Тут-то, когда вышел, и узнал, почему к Урванцеву никто эти последние десять минут не заходит. Все, пришедшие на осмотр, толпились в фойе перед залом, где, разделенные простынями, были кабинеты хирурга, невропатолога и терапевта, и, пока пробирался к двери, ведущей в зал, до слуха несколько раз, каждый раз как обжигая, донеслось слово «помрет». Правда, поминалось оно или с вопросом, или, наоборот, с отрицанием — «Неуж помрет?» — «Да ну, врачи тут, не помрет. Не дадут», — но уже одно то, что было на языке и произносилось, говорило само за себя.
Народу в фойе столклось так много еще оттого, что все кабинеты, развернутые в зале, никого сейчас не принимали.

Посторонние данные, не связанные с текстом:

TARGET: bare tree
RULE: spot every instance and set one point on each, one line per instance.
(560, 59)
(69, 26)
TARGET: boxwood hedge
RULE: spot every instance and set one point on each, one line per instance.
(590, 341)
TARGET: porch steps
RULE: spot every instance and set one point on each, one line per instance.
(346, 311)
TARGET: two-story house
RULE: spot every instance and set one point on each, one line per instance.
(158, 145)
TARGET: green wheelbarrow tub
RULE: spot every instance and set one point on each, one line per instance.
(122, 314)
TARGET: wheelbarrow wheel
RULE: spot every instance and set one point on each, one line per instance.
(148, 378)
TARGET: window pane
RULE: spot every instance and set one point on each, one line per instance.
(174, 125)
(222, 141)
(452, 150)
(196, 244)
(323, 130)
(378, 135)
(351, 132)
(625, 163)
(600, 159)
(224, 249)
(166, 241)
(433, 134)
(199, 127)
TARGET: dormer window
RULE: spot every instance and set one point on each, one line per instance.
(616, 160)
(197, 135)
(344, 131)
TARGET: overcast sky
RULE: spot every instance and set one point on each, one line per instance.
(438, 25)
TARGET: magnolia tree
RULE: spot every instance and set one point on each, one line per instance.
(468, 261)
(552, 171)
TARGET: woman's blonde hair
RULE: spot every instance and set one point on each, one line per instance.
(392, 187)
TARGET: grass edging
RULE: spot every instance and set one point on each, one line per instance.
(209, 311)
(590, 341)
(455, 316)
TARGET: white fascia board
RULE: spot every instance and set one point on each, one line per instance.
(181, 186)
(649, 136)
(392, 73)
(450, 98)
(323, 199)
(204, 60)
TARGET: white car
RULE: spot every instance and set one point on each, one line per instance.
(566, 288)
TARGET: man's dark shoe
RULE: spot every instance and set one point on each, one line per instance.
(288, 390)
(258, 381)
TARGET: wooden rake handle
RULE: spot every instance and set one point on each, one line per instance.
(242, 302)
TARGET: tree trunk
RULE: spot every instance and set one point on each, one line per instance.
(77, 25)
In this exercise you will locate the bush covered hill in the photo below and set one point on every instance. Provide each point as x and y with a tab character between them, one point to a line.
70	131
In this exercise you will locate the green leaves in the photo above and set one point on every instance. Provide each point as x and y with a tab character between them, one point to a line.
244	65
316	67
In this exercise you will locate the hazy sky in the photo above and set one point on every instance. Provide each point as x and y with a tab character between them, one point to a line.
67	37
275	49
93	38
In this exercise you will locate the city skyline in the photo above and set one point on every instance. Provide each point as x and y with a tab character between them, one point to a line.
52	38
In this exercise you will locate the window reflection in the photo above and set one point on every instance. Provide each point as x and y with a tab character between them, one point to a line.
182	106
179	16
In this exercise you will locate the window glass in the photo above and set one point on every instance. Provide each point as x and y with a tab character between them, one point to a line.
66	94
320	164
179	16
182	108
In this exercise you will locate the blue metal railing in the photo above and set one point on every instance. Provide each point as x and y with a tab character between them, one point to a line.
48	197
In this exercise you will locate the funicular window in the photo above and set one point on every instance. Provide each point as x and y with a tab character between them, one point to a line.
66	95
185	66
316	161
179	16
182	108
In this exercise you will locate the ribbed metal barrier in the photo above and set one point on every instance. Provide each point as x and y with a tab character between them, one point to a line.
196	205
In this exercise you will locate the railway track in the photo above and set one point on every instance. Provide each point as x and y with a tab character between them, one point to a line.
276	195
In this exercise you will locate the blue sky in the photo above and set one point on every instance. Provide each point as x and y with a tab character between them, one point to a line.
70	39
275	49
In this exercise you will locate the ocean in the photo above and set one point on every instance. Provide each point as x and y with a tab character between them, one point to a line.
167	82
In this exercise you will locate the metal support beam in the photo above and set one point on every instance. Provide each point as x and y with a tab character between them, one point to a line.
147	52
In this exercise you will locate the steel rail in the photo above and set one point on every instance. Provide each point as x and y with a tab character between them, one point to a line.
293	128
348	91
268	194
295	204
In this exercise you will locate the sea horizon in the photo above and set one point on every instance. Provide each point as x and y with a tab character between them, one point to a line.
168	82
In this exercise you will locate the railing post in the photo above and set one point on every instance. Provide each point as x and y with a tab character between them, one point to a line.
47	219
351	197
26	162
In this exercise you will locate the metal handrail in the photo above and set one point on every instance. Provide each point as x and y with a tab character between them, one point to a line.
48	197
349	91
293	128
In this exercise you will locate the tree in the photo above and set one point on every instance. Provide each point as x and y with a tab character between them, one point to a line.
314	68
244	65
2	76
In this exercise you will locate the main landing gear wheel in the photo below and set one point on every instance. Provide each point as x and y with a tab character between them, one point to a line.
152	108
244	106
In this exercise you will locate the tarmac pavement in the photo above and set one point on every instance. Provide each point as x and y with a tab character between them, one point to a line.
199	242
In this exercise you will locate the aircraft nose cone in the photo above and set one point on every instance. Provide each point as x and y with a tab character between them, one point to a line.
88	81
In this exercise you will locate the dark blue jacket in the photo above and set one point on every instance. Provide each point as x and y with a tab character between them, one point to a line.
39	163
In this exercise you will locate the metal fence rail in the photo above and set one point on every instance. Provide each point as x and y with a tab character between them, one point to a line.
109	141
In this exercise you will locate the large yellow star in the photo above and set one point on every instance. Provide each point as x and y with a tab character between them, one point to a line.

И бригадир, терапевт Кодзев, и невропатолог Костючева находились в кабинете хирурга, самого хирурга, парня его, Прищепкина, возраста, Леонида Воробьева, почему-то не было, а на застеленном белой простыней старом, широком и длинном письменном столе, приспособленном Воробьевым для осмотра вместо кушетки, лежал мальчик лет одиннадцати-двенадцати. Он был обнажен снизу до самого пояса, одна нога вытянута недвижно вдоль стола, другая подогнута в колене, поджата под себя и мелко, быстро подергивалась, а из свалившейся набок писки по вытянутой ноге ярко точилась вниз красная струйка крови.
Мальчик не стонал, лежал с закинутой головой, глядя в потолок над собой, и в светлых его прозрачных глазах не было никакой боли, только испуг. В изголовье у мальчика стояла, держа его за руку, смотрела на него с гримасой ужаса на лице женщина в домашнем цветастом фартуке поверх легонького, такого же, видимо, домашне-хозяйственного платья, — кажется, это была та, что завклубом, видел ее днем, когда врачи разворачивали кабинеты: помогала им размещаться, ходила-показывала, какие помещения есть в клубе, вытащила откуда-то из кладовой этот вот самый стол для хирурга.
Кодзев сидел за тумбочкой, тоже застеленной белым, что-то писал быстро на листе бумаги, Костючева стояла у окна и смотрела на улицу. Оба они, когда Прищепкин вошел, быстро глянули на него и тут же отвели глаза, ничего не сказав, и Прищепкин не решился ничего спросить. Стоял, подойдя к столу, смотрел на мальчика, стараясь больше не попадать взглядом на крученую красную нить, перехватившую ногу, смотрел на женщину в фартуке, мать, очевидно, смотрел на Костючеву у окна, на Кодзева, — нелепо это было, стоять так в молчании, делая многозначительный, докторский будто бы вид, но и не знал, что делать, растерялся и продолжал стоять.